Quest’empi urlavano,
chiamàron servi,
a questi diedero
truci scagliarono
fredde pallottole
in fronti esanimi,
sangue e terrore,
senza pietà.
Le serve or presero,
anche le nanje,
anche le dade[4]
e le spogliarono
senza pudore,
le uccìser tutte
lì violentandole…
lì le sgozzarono.
Presero i nobili,
lo czàr, la prole,
li trascinarono
sotto le nuvole,
di sotto il Sole
di Primavera.
Le nobildonne
s’inginocchiavano
dianzi a’ mariti
e proteggevano
i pargoletti.
Nicòla in tremiti
facèa coraggio,
guardava i crudi,
li benediva,
li perdonava….
Ebbe pietà!
La mira presero,
dunque spararono.
Sùbito caddero,
al suòl morirono
servetti e nobili,
lo czar, le femmine,
bimbi e neonati.
Vladìmir, dìcoti:
èran innocenti!
Questa tua furia
ha trucidati
bimbi che un giorno
sarèbber stati
savi ministri
di Pace e Amòr!
Vladìmir, dìcoti:
che dalla strage
si sia salvata
fanciulla misera.
Dìcon giurasse
vendetta orribile.
Vladìmir, fole
sono soltanto?».
Tacque la donna,
tacque il tiranno,
zitto l’inconscio
d’una fanciulla….
Vladìmir esanime
era già morto.
Yosef[5] entrò,
guardò il cadavere
con sprezzo e palpiti,
e sorrideva,
scrutò con sdegno
la giòvin femmina,
lei ch’era povera
matta… una folle
d’un manicomio,
senza famiglia,
forse una serva
di quei pezzenti
che dì lavorano
nelle gran fabbriche
pe’ i campi, i sudici
servi del Diavolo,
senza pietà.
Scosse la testa,
toccòsi il naso
per non sentire
l’odore putrido
di quello scheletro;
pensò al Potere,
e poscia uscì.
La donna, allora,
scossa e silente,
tremante tutta,
mise una mano
al cuore, al seno,
cavò un anello,
lo mise all’indice,
quasi pentita,
un po’ rapace,
e compiacente.
Sconvolti èrano
i capèi, in palpiti
il petto torrido
per tanti fulmini,
sembrava isterica,
folle… malata,
morbosa in turbini….
La man sinistra
accarezzava
il corpo rigido
del suo paziente,
del suo patrigno…
del suo tiranno.
Stringeva il pugno
con la sua destra
quasi a colpire
l’odiosa salma
dell’uomo amato.
Le labbra risero,
piangèvan gli occhi,
mesta alienata
da un Mostro infame,
Rivoluzione…
supina cadde
al petto esangue
del miserabile
sòviet supremo….
Sognava in lagrime…
e venne l’incubo:
tra il fango e i vermi
che pullulavano
come formiche
sul ghiaccio sciolto
stavano i nobili,
stava lo czàr.
La donna scorse
l’orbo cadavere:
«Otèts! Otèts![6]».
Niuna risposta
tranne che l’eco….
E l’infermiera
colta da un morbo
mostrava al cielo
di quella camera
del sòviet spento
un oro, anello;
lì v’era un’aquila,
serto bicipite,
pel Cielo vindice,
Gloria e furòr.
Ed ella urlò:
«Otèts Otèts!
Yà ljubljù tebjà…
Proschàj, Otèts,
proschài navièk![7]».





Massimiliano Zaino di Lavezzaro, Mia Registrata, in Dì di Domenica XXVI del Mese di Novembre dell’Anno del Signore Iddio Gesù Cristo, di Grazia e di Fede AD MMXVII.

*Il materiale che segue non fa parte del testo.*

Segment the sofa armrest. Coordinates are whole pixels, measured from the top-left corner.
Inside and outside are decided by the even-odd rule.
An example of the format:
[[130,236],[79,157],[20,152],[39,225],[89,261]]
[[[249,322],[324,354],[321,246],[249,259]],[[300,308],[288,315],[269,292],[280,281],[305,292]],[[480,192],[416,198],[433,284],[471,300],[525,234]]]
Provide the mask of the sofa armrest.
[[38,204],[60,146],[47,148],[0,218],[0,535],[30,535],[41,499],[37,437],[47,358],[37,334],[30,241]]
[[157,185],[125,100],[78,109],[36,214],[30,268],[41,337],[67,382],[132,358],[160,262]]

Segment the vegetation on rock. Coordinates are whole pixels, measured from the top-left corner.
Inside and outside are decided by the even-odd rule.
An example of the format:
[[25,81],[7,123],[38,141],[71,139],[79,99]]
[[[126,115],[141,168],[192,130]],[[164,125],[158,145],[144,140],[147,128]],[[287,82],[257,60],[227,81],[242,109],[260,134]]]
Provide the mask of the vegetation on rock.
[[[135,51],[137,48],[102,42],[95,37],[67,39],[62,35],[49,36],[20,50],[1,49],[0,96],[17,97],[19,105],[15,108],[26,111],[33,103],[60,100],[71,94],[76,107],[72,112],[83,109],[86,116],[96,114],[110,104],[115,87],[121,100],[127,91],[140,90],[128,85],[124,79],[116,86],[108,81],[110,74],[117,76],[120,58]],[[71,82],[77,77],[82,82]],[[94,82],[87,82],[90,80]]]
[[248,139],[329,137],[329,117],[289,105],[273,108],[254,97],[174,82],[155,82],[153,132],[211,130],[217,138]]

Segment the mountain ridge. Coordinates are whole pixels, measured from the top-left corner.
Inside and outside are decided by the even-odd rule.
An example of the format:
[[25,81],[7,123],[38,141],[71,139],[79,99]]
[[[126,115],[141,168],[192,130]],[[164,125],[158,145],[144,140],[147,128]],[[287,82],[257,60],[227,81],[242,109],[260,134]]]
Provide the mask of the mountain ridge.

[1] Badante in lingua russa.
[2] In Russia la Servitù della Gleba venne abolita negli anni ’80 del XIX Secolo.
[3] La Duma è il parlamento russo, esistente dal 1885.
[4] Nutrici in lingua russa.
[5] Ovviamente trattasi di Stalin.
[6] Padre! Padre! In lingua russa.
[7] Padre! Padre! Io ti ho amato! A presto, padre… addio per sempre! In lingua russa.